When you test restores, always restore from the same backup image on the media to achieve consistent results between tests.

A large set of data generates a more reliable, reproducible test than a small set of data. Startup and shutdown overhead within the NetBackup operation will probably skew a performance test with a small data set. These variables are difficult to keep consistent between test runs and are therefore likely to produce inconsistent test results. A large set of data minimizes the effect of startup and shutdown times.

Design the data set to represent the makeup of the data in the intended production environment. If the data set in the production environment contains many small files on file servers, the data set for the tests should also contain many small files. A representative data set can more accurately predict the NetBackup performance that can be expected in a production environment.

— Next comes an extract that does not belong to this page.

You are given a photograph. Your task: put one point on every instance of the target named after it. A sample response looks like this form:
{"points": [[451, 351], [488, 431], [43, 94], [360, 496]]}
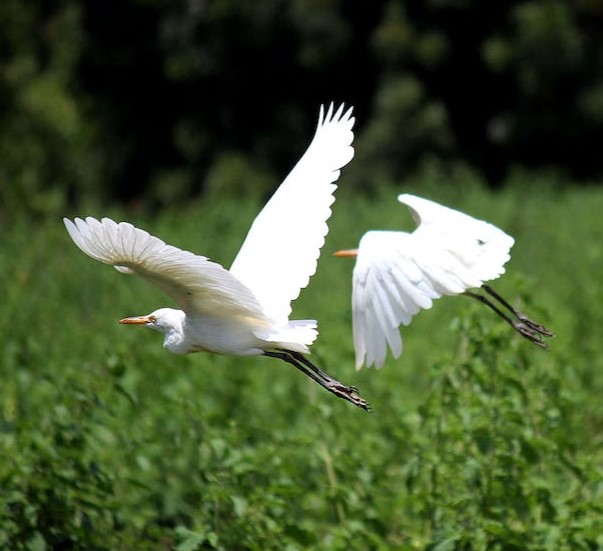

The type of data can help reveal bottlenecks in the system. Files that contain non-compressible (random) data increase the amount of I/O against the storage media and affect the backup performance, particularly when the data has low deduplication ratio. As long as the other components of the data transfer path can keep up, you may find the storage media is the bottleneck. On the other hand, files containing highly-compressible data can be processed at higher rates when hardware compression is enabled. The result may be a higher overall throughput and may expose the network as the bottleneck.

Many values in NetBackup provide data amounts in kilobytes and rates in kilobytes per second. For greater accuracy, divide by 1024 rather than rounding off to 1000 when you convert from kilobytes to megabytes or kilobytes per second to megabytes per second.